Episodes made extensive use of animation and computer graphics to give it an unstructured MTV look. There were commercial satires, celebrity satires, and parodies of TV series such as Beverly Hills 90210, Sally Jessy Raphael, Studs (“Sluts”) and videos.
There was a lot of cartoon-style violence in The Edge – most episodes began with the cast assembling onstage and then being decapitated, crushed, blown up, or otherwise destroyed just before the first commercial break.
One recurring sketch showed a giant Delta Burke from Designing Women plucking people from houses and eating them.
Armed Family (pictured) was about a pleasant middle-class family who continually shot each other (and everyone else) at the slightest provocation.
Another was a bizarre animation of a guy in a suit who reacted to situations, metamorphosed, and then disassembled.

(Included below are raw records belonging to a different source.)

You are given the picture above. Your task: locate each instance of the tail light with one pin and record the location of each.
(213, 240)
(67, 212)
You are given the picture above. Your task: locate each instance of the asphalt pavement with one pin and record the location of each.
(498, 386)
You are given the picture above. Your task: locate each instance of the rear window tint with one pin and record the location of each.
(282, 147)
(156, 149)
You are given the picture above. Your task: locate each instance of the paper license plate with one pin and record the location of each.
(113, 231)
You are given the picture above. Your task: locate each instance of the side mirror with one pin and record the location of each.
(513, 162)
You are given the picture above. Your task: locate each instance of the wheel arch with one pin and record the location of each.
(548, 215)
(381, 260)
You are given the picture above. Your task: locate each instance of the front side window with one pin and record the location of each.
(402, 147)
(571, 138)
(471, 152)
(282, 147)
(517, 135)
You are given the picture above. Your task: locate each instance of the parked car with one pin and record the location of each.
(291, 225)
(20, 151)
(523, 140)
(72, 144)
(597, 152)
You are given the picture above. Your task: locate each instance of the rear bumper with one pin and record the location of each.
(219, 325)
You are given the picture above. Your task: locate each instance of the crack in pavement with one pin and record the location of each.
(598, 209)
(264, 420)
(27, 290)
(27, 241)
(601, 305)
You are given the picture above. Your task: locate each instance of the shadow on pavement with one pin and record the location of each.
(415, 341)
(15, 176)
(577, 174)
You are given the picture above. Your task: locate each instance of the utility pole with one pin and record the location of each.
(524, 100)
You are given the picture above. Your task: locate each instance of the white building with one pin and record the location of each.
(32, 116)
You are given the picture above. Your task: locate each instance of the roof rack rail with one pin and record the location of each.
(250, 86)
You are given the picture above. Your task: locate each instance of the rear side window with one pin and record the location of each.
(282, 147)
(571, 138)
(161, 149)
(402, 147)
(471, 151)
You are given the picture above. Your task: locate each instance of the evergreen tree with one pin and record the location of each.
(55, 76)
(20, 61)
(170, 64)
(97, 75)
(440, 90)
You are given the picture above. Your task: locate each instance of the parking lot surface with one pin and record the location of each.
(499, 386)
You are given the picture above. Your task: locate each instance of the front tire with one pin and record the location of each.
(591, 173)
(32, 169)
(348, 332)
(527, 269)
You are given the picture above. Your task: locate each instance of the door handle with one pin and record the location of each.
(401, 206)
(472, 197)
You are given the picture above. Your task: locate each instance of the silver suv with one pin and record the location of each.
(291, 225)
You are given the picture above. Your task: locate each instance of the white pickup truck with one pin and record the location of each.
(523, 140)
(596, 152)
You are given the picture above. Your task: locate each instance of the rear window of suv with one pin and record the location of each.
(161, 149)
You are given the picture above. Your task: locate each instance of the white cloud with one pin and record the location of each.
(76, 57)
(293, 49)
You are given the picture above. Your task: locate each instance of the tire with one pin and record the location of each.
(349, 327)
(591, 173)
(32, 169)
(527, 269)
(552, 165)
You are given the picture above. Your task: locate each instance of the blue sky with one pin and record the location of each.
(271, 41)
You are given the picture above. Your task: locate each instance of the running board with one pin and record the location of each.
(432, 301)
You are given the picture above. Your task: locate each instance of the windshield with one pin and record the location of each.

The series created an uproar when powerful Hollywood producer Aaron Spelling threatened to sue over the wild lampoons of his sex-driven shows. In one 90210 send-up, an actress portraying Tori Spelling (his real-life actress-daughter) hogged scenes and kicked other cast members, screaming, “I can do that because it’s Daddy’s show!”
Spelling demanded a public apology, which producer David Mirkin refused to give.
Mirkin subsequently left the show, although the production company claimed there was no connection.
One of the featured performers, Julie Brown, also wrote and produced some of the sketches.
Several of the players from this short-lived show furthered their comedy careers in more successful ventures.
How often do you think Jennifer Aniston thanks God that she was released from this monstrosity in time for Friends?